Después de lo que le pasó en el estadio, ya no sabe cómo comportarse en público si nadie se lo dice. Si se encuentra con un vecino que le pide que se comporte como individuo particular, lo hace. Y si luego se encuentra con otro que le pide que se comporte como masa ondulante, también lo hace. El problema viene cuando no se tropieza con ningún viandante. Se bloquea por completo y se arruga en el suelo incapaz de dar un paso. Está aterrorizado. Ya no sabe caminar solo por la calle. Necesita encontrarse con gente que le indique cómo se debe comportar.

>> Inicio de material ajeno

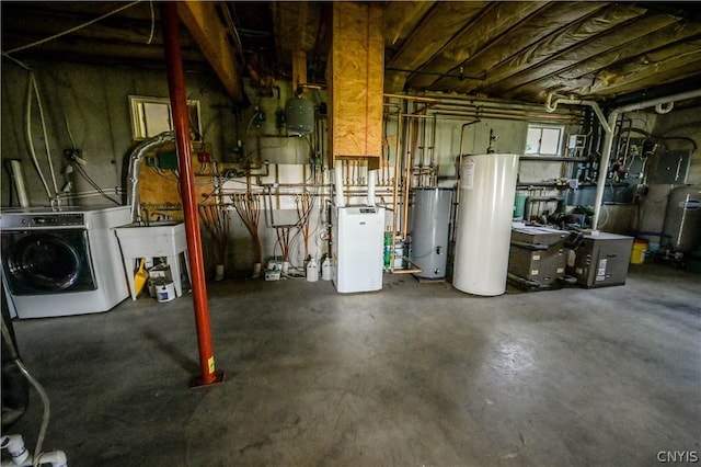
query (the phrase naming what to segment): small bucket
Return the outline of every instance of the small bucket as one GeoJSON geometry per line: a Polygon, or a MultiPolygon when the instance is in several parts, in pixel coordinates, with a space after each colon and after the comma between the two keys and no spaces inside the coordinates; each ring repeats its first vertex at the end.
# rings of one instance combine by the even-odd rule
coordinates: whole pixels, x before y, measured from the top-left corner
{"type": "Polygon", "coordinates": [[[153,281],[153,289],[156,299],[161,304],[175,298],[175,285],[172,281],[153,281]]]}
{"type": "Polygon", "coordinates": [[[633,240],[633,250],[631,250],[631,264],[643,264],[645,262],[645,252],[648,246],[647,240],[636,238],[633,240]]]}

La última vez que fui a pasear con él al parque se quedó absorto mirando la vegetación. Después de un rato se giró y con lágrimas en los ojos me confesó que ya no sabía si estaba mirando al árbol o al bosque. Me dijo también que cuando le picaba un brazo ya no estaba seguro de que le estuviese picando a él o de que ni siquiera ese fuese su brazo. Tras esto, tomó asiento en un banco y pronunció las siguientes palabras:
-Llevo toda la vida estudiando mi propio cuerpo. He convencido a los demás para que se comporten de cierta manera. Ahora nada de eso vale. Ya no tiene sentido abrir el horno para sacar el pan. Prefiero imaginarme un pan tostado y jugoso dentro de mi boca antes que abrir el horno y que la panadera me entregue una masa blanca sin cocer y me la tenga que llevar a casa. Prefiero cargar con dos barras de pan virtuales, antes que con la posibilidad de que salga el pan que yo no quiero. También me pregunto si las canicas serían capaces de obtener el pan correcto sin abrir el horno. Ojalá viniese la policía conmigo a la panadería y le dijesen a la panadera cómo se tiene que comportar. Mi sobrino pequeño me ha explicado que dos más dos no son cuatro; que todo depende del día que hayan tenido esos tres números. Mi padre una vez me contó que dos galgos juntos cazan muchos más conejos de los que cazarían por separado. Pero ahora no soy capaz de recordar quién es mi padre. Quizás sea algún personaje que haya visto por televisión. La tengo 24 horas al día encendida. Sinceramente, ya no entiendo nada.